I like to lay out my ingredients like this to show you (and me) that the recipe is manageable.  It’s like a little boost of encouragement to tell us we can handle it.

The hardest part about making this dish is the chopping. It takes time to cut the vegetables into “matchstick” sized pieces.
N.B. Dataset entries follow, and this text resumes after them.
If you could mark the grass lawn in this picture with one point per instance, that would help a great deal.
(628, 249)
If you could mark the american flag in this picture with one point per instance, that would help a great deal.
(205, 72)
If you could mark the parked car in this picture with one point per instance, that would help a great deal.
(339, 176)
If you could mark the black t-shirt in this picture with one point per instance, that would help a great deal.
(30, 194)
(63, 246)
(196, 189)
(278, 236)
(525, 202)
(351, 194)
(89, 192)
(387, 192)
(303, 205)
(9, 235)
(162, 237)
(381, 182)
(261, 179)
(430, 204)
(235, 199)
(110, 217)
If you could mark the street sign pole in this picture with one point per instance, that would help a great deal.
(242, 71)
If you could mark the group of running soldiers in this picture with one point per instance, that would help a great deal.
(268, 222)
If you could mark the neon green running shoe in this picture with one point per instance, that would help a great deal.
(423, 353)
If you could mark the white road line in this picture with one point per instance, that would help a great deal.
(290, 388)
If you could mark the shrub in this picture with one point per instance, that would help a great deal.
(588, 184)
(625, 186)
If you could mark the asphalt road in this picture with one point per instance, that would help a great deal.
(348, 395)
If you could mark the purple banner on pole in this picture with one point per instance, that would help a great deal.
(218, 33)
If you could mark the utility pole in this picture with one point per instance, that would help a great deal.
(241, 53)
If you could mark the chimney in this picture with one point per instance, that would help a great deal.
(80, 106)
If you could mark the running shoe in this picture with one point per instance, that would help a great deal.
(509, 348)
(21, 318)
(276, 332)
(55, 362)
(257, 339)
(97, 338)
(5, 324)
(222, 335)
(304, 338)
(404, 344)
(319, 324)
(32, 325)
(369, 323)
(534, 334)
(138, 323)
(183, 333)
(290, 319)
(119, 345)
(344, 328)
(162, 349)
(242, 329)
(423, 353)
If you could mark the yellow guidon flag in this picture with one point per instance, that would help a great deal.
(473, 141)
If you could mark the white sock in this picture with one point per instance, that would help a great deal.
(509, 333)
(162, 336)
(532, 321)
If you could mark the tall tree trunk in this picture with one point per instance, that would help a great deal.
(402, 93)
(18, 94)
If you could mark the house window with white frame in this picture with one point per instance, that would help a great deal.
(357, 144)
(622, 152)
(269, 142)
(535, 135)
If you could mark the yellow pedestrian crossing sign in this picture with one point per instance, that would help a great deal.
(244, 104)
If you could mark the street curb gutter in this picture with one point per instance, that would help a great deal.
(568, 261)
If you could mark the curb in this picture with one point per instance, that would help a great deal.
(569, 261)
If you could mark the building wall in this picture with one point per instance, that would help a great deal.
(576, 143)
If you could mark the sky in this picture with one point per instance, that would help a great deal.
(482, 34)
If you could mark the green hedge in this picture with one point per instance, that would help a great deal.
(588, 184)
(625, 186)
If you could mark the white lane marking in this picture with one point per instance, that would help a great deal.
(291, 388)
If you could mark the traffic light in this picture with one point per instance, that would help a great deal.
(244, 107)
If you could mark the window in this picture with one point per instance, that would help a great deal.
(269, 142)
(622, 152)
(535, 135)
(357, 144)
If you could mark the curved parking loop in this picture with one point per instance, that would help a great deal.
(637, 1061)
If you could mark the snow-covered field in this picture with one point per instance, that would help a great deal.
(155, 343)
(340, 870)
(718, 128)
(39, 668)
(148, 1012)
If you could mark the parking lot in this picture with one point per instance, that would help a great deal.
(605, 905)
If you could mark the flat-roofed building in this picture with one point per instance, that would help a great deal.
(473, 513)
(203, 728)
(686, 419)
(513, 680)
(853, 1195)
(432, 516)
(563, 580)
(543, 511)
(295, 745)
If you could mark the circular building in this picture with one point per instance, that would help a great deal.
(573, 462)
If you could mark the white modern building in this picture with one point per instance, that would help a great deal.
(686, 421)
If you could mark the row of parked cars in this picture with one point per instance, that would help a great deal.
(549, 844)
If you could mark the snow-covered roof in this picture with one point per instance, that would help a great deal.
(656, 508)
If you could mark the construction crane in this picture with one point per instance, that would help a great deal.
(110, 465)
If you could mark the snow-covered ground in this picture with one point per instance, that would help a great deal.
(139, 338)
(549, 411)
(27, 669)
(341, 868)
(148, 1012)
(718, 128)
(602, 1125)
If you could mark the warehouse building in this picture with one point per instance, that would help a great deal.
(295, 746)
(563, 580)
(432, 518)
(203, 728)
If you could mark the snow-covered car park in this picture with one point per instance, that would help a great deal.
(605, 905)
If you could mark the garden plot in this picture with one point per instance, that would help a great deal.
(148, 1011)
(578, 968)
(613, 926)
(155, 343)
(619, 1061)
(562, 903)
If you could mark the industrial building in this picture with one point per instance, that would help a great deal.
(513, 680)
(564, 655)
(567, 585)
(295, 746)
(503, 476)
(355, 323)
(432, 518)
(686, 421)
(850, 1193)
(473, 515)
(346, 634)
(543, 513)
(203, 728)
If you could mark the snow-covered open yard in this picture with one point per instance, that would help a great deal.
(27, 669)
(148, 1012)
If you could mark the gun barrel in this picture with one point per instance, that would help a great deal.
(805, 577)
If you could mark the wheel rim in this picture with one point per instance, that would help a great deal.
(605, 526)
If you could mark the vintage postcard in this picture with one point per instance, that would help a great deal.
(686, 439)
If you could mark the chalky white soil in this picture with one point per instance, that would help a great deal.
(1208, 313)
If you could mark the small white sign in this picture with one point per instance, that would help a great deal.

Otherwise it’s so easy.

Tofu Bibimbap

Serves 4

  • 6 cups Cooked Rice (I like multigrain or brown best and short grain ideal but not required)
  • 2 Zucchini (medium)
  • 1lb Spinach (this will wilt to 1/6 size once blanched)
  • 3 Carrots (medium)
  • 10 Mushroom Caps (crimini, white, or shiitake)
  • 1lb Tofu Extra Firm (found in yogurt and cheese section)
  • 2 tsp Garlic (minced)
  • Sesame oil
  • Vegetable or Canola oil

Gochujang sauce 

  • 3 Tbs Gochujang or Korean Red Chili Paste
  • 3 Tbs Apple Cider vinegar (this ingredient thins out the paste and gives the sauce a great finish)

Instructions

Rice

If you don’t have a rice cooker, you may want to buy pre-cooked frozen rice to save time. If you do have a rice cooker, considering making multi-grain rice or brown rice to make this dish even more healthy. Use a little less water than usual so the rice is a bit dry, as bibimbap rice shouldn’t be too soft.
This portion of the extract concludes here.